Fixes: 52128a7a21f7 ("86/cpu/topology: Make the APIC mismatch warnings complete")
Signed-off-by: Juergen Gross <[email protected]>
---
arch/x86/xen/enlighten_pv.c | 10 +++++++++-
1 file changed, 9 insertions(+), 1 deletion(-)
diff --git a/arch/x86/xen/enlighten_pv.c b/arch/x86/xen/enlighten_pv.c
index ace2eb054053..965e4ca36024 100644
--- a/arch/x86/xen/enlighten_pv.c
+++ b/arch/x86/xen/enlighten_pv.c
@@ -219,13 +219,20 @@ static __read_mostly unsigned int cpuid_leaf5_edx_val;
static void xen_cpuid(unsigned int *ax, unsigned int *bx,
unsigned int *cx, unsigned int *dx)
{
- unsigned maskebx = ~0;
+ unsigned int maskebx = ~0;
+ unsigned int or_ebx = 0;
/*
* Mask out inconvenient features, to try and disable as many
* unsupported kernel subsystems as possible.
*/
switch (*ax) {
+ case 0x1:
+ /* Replace initial APIC ID in bits 24-31 of EBX. */
+ maskebx = 0x00ffffff;
+ or_ebx = smp_processor_id() << 24;
+ break;
+
case CPUID_MWAIT_LEAF:
/* Synthesize the values.. */
*ax = 0;
@@ -248,6 +255,7 @@ static void xen_cpuid(unsigned int *ax, unsigned int *bx,
: "0" (*ax), "2" (*cx));
*bx &= maskebx;
+ *bx |= or_ebx;
}
static bool __init xen_check_mwait(void)
--
2.35.3
When booting as a Xen PV guest the boot processor isn't detected
correctly and the following message is shown:
CPU topo: Boot CPU APIC ID not the first enumerated APIC ID: 0 > 1
Additionally this results in one CPU being ignored.
Fix that by calling the BSP detection logic when registering the boot
CPU's APIC, too.
Fixes: 5c5682b9f87a ("x86/cpu: Detect real BSP on crash kernels")

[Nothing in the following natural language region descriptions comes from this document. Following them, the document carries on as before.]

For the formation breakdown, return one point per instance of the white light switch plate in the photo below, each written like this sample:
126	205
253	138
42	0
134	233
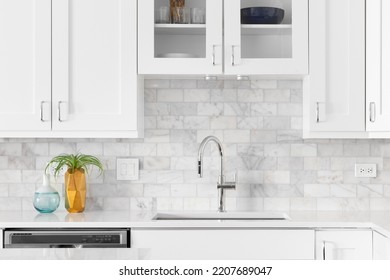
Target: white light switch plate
365	170
127	169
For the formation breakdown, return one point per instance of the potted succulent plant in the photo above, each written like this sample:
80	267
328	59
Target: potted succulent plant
77	166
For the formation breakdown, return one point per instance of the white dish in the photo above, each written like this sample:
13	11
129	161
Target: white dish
176	55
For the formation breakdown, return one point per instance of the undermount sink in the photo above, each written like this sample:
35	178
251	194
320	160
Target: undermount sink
242	216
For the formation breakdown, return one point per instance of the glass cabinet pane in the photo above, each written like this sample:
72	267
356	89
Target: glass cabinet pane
180	32
266	29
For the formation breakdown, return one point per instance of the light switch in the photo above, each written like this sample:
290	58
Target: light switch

Signed-off-by: Juergen Gross <[email protected]>
---
arch/x86/kernel/cpu/topology.c | 2 +-
1 file changed, 1 insertion(+), 1 deletion(-)
diff --git a/arch/x86/kernel/cpu/topology.c b/arch/x86/kernel/cpu/topology.c
index aaca8d235dc2..23c3db5e6396 100644
--- a/arch/x86/kernel/cpu/topology.c
+++ b/arch/x86/kernel/cpu/topology.c
@@ -255,7 +255,7 @@ void __init topology_register_boot_apic(u32 apic_id)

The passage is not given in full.